Basis: Gekochte Hirse (vorher gut waschen, dann mit Wasser oder Pflanzenmilch wie Mandel-, Reis- oder Hafermilch sanft aufkochen und dann abgedeckt ziehen lassen).
Dazu gekochtes oder gebackenes Obst (besser verträglich als roh am Morgen): Apfelstücke mit Zimt und Rosinen ODER gedünstete Birne oder Pfirsich ODER gebackene Zwetschgen oder Pflaumen mit Kardamom
Gewürze: Zimt, Vanille, Kardamom, Prise Kurkuma (wärmend und verdauungsfördernd)

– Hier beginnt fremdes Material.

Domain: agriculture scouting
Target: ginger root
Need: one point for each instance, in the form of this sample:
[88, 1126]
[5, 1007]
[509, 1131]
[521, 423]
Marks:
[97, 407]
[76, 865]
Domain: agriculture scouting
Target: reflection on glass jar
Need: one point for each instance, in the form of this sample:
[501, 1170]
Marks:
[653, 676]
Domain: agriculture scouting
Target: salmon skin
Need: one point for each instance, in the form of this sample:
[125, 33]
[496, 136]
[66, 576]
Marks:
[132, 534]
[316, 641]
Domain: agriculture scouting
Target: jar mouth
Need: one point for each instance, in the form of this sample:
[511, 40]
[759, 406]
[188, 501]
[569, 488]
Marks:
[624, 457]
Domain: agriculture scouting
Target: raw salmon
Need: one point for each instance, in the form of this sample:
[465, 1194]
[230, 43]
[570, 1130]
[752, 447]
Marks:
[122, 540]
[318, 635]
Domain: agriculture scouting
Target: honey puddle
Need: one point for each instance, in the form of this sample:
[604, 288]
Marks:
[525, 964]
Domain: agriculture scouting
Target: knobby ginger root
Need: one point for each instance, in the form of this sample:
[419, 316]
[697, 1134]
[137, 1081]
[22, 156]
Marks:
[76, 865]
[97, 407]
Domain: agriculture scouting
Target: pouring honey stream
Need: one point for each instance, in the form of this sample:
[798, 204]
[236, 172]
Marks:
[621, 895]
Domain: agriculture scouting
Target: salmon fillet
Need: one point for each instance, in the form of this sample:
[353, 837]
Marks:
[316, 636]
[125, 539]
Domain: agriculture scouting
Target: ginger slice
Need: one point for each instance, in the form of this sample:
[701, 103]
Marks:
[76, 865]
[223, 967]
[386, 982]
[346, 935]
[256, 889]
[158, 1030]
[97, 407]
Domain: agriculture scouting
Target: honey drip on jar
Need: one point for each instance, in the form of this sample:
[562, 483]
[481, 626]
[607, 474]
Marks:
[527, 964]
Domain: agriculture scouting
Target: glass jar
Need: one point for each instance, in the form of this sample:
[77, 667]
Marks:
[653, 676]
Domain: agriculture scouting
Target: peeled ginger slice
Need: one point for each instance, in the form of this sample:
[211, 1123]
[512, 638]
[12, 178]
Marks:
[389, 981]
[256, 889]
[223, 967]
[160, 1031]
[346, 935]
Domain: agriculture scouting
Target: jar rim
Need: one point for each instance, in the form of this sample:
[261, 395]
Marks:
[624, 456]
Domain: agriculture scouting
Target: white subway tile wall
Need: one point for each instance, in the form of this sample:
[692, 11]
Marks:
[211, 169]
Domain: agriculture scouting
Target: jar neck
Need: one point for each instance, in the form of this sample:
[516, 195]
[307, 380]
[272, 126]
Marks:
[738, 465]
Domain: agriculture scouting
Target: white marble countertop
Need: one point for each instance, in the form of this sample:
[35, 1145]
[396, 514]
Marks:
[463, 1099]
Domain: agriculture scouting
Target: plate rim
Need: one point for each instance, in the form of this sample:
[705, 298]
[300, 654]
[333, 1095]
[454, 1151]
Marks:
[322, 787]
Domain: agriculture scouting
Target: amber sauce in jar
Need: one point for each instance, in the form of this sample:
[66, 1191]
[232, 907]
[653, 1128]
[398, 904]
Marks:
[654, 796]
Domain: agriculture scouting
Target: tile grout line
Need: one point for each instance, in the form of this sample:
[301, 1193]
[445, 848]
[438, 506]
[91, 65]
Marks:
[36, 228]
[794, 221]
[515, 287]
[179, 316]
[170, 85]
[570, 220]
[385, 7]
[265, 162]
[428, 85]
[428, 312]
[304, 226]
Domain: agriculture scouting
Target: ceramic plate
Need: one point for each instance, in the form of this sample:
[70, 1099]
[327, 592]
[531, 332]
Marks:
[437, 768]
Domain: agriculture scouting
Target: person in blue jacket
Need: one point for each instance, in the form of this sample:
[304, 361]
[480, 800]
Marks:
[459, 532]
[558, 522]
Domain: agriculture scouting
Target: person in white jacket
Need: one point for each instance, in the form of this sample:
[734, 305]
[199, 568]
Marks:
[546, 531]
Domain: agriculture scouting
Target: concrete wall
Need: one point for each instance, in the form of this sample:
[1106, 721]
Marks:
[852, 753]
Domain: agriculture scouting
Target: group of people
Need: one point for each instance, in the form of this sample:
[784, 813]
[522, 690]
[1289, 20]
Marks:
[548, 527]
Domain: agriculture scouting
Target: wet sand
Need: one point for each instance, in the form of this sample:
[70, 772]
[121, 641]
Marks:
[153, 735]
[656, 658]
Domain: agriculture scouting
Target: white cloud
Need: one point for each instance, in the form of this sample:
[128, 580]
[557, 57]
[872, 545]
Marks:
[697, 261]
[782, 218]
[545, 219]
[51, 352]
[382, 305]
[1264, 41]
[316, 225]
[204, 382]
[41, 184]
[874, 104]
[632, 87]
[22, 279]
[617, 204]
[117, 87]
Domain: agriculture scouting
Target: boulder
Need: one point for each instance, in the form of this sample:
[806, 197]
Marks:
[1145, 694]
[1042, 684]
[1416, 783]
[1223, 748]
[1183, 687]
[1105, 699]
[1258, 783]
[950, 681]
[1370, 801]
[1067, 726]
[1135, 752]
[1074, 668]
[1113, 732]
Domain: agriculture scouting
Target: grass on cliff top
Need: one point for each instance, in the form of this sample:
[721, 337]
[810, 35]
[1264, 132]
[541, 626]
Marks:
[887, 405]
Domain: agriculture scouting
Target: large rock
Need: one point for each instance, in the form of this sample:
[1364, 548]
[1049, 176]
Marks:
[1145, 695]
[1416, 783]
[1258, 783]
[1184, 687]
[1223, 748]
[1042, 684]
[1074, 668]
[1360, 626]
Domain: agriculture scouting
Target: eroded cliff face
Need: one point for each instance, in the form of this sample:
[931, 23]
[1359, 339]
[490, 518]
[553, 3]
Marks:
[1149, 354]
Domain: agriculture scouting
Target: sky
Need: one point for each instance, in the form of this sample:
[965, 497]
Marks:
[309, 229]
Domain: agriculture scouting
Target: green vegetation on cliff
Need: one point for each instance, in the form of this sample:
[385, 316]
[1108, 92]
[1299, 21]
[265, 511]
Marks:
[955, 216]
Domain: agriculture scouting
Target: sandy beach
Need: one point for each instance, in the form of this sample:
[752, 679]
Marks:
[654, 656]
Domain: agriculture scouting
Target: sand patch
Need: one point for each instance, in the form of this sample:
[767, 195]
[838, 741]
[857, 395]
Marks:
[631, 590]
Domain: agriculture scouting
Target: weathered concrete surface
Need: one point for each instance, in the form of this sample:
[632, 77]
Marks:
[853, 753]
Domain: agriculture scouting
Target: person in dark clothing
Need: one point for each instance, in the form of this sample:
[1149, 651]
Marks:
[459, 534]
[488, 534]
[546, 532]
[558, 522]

Toppings: Mandelmus ODER Geröstete Mandelsplitter ODER Walnüsse ODER gequollene Chiasamen / Leinsamen ODER etwas geriebene Kokosnuss und Kokoschips
Optional: Etwas Ahornsirup oder Dattelsirup, wenn mehr Süße gewünscht ist.
Pikante Variante: Hirse-Buddha-Bowl mit gedämpftem oder gebratenem Gemüse (Zucchini, Kürbis oder Süßkartoffel, Brokkoli oder grüne Bohnen, Karotten, fein gestiftet oder leicht gegart). Plus Rohes / Frisches für Leichtigkeit und Vitamine: Avocado, Rotkraut, Gurkenscheiben oder frische Sprossen. Dazu frische Kräuter, geröstete Sonnenblumen- oder Kürbiskerne, schwarzer oder weißer Sesam.
Alltagstaugliche Tipps für neue Ernährungsroutinen
Neue Rezepte machen mich tendenziell immer enthusiastisch. Aber dann kommt oft auch eine Welle der Überwältigung: Wie soll ich all die Zutaten organisieren, alles rechtzeitig besorgen und zubereiten?
Die Umstellung von Gewohnheiten braucht auch Zeit. Neue neuronale Bahnen wollen erst gelegt werden, bevor sich etwas wirklich selbstverständlich anfühlt.
Ich empfehle eine einfache, aber kraftvolle Struktur: einmal pro Woche einkaufen, mit einer klaren Liste, und einmal pro Woche vorkochen bzw. vorbereiten, was möglich ist – sei es Obstkompott, Säfte, Fermentiertes (bspw. Sauerkraut, Salzgurken, Pickles / Chutneys), Hummus, vorgekochte Hirse oder geschnittenes Gemüse.
Und: Die Basics im Vorratsschrank haben! Hülsenfrüchte, Nüsse, Saaten, pflanzliche Milch, Gewürze. Das macht spontane Kombinationen möglich.
Statt täglich neu zu jonglieren, darf ein ruhiger, tragender Rhythmus entstehen, in dem das Neue nach und nach seinen Platz findet. Ernährung ist nicht nur Versorgung, sondern gelebte Selbstfürsorge – nicht perfekt, sondern liebevoll und sanft im Dranbleiben.